If you’d like to play with the raw data, you can download the full set of survey results here.
The data journalists who participated in our survey range from freelance journalists to reporters and investigative journalists who work for news outlets like CNN, The Chicago Reporter, and the World Economic Forum. Overall, 40.7% of those who responded indicate they’ve been working in data journalism for 1-3 years, and 40.7% have been working in the industry for 4-10 years.
Here are six points that stand out in the survey results.
In our interviews, most of the data journalists we spoke with have at least some working knowledge of programming languages including Python, R, and SQL. However, the survey results show that, generally, Excel is the most common tool data journalists use.
Nearly 85.2% of the survey respondents use MS Excel, with 26% indicating that it’s the tool they use “most”. Several respondents also listed other spreadsheet tools (e.g., Google Sheets) as the tool they used the most. Given Excel’s status as a jumping off point for data wrangling and analysis, perhaps it’s not surprising that it’s used so frequently. As one of the journalists we spoke with, Alex Richards, puts it, Excel is “the one program I always come back to.”

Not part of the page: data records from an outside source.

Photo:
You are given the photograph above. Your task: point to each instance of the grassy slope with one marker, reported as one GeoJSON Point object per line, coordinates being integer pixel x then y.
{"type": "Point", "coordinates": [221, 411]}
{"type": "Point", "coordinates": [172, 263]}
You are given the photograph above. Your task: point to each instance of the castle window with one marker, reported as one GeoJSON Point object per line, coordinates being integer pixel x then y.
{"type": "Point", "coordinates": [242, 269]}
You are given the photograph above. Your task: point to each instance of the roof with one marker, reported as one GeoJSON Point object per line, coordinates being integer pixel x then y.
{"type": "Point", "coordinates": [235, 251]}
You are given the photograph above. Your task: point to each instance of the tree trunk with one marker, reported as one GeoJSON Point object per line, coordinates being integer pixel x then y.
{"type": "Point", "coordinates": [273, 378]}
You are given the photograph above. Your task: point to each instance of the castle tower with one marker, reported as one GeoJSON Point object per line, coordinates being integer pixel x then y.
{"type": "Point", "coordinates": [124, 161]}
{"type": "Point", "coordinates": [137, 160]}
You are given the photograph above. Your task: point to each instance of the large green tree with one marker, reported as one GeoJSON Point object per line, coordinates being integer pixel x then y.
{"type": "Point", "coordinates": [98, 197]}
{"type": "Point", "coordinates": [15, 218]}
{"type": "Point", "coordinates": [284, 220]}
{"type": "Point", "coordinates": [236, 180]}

Overall, data journalists have a large number of tools in their data toolkit. Excel may be widely used, but most data journalists have other tools they use more frequently. However, the specifics for this vary widely. For some, it’s MySQL or Postgres, for others it’s RStudio or Tableau, and for other’s it’s Carto. The range spans from desktop tools, such as OpenRefine, to programming languages and libraries, such as Python and Pandas, to Web-based tools.

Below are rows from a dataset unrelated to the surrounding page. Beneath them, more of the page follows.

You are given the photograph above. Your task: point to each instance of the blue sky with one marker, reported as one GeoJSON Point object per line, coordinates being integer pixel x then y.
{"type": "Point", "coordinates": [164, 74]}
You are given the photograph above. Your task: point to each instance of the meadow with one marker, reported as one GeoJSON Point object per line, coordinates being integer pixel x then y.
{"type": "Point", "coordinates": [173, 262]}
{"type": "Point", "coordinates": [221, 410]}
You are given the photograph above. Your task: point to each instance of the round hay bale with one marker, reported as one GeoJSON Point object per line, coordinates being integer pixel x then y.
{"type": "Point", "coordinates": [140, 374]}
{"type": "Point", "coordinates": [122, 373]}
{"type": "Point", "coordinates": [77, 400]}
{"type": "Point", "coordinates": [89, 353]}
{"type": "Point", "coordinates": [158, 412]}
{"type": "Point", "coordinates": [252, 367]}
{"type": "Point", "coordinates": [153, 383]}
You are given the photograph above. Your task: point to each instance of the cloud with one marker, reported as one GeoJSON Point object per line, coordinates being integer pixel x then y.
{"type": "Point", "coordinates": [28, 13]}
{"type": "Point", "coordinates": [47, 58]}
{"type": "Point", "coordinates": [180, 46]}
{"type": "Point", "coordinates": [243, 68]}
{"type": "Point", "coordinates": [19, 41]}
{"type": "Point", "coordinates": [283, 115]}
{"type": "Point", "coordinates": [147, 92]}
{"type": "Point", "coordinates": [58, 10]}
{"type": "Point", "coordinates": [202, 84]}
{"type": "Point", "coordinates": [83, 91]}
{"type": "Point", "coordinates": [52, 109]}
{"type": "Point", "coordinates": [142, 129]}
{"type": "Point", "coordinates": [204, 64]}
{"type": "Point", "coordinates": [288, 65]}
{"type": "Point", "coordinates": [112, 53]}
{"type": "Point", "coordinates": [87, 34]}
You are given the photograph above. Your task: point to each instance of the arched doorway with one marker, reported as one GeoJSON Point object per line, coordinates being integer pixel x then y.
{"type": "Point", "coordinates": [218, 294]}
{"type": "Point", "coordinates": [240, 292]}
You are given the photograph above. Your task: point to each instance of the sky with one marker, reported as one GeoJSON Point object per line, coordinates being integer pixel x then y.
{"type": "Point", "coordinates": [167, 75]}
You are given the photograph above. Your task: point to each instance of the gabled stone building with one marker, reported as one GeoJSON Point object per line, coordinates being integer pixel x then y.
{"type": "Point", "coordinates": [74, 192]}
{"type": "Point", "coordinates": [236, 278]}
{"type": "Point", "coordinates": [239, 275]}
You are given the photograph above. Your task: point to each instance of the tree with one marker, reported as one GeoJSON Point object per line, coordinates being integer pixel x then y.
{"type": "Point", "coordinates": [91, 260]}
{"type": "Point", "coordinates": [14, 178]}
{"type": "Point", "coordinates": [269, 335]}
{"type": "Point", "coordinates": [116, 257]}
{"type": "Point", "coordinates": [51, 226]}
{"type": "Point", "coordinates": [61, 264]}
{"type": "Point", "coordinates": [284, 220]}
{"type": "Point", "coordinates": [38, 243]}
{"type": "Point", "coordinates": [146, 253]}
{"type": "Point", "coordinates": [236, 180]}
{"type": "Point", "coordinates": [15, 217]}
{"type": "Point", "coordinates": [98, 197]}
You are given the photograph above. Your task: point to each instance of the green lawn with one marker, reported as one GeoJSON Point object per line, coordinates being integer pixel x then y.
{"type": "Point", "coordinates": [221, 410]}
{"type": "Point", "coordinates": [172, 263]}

Almost all of the survey respondents (96.3%) say they receive data in a CSV format, and about three-fourths (76.9%) indicate that it’s the most common format they encounter. In the words of Abe Epton, “CSV is kind of like the lingua franca for a lot of data journalism.” Indeed, it seems that it is.
In our conversations with data journalists, when we ask about where they get their data from, we’ve often heard that Freedom of Information Act (FOIA) requests are involved, either on the state or federal level. The survey responses support this to a certain extent. Among all survey respondents, 33.3% say that they use FOIA requests “very often”. But almost as many (25.9%) say that they “never” use FOIA requests.

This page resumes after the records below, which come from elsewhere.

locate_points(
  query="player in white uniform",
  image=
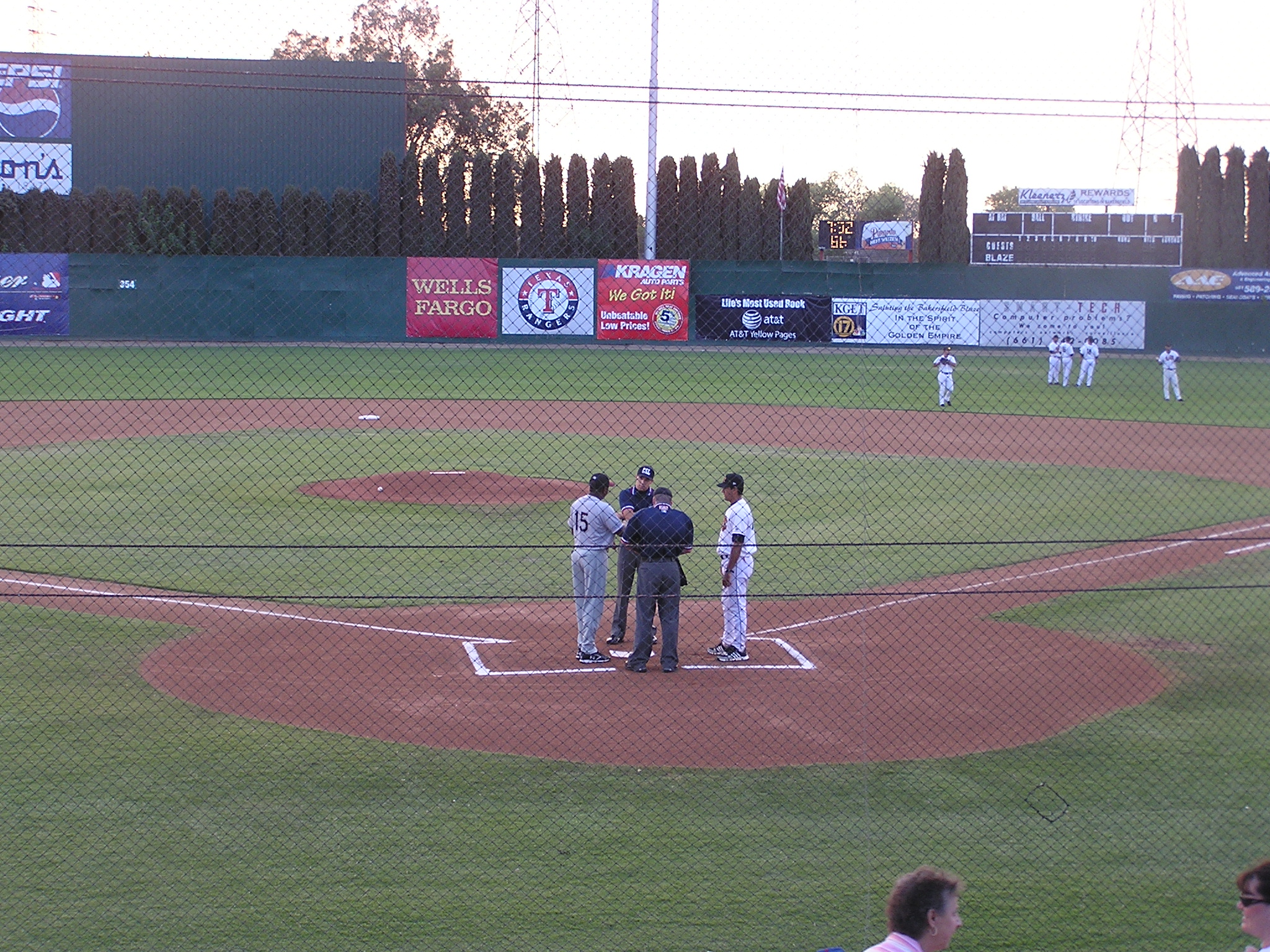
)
(593, 523)
(1169, 361)
(1089, 361)
(737, 549)
(1055, 363)
(1066, 352)
(945, 362)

However, open data sources are used “very often” to a greater extent than FOIA requests, with more than half (55.6%) of the respondents indicating this level of use. For those using open data, some of the most common open data sources include the City of Chicago’s open data portal, World Bank data, as well as federal sources like the Census Bureau.
There’s a broad range in the size of the data sets that the survey respondents work with – from files containing less than 100,000 records to more than 10 million records. However, 59.3% of the data journalists surveyed indicate that, on average, the size of the data sets they work with are under 100,000 records.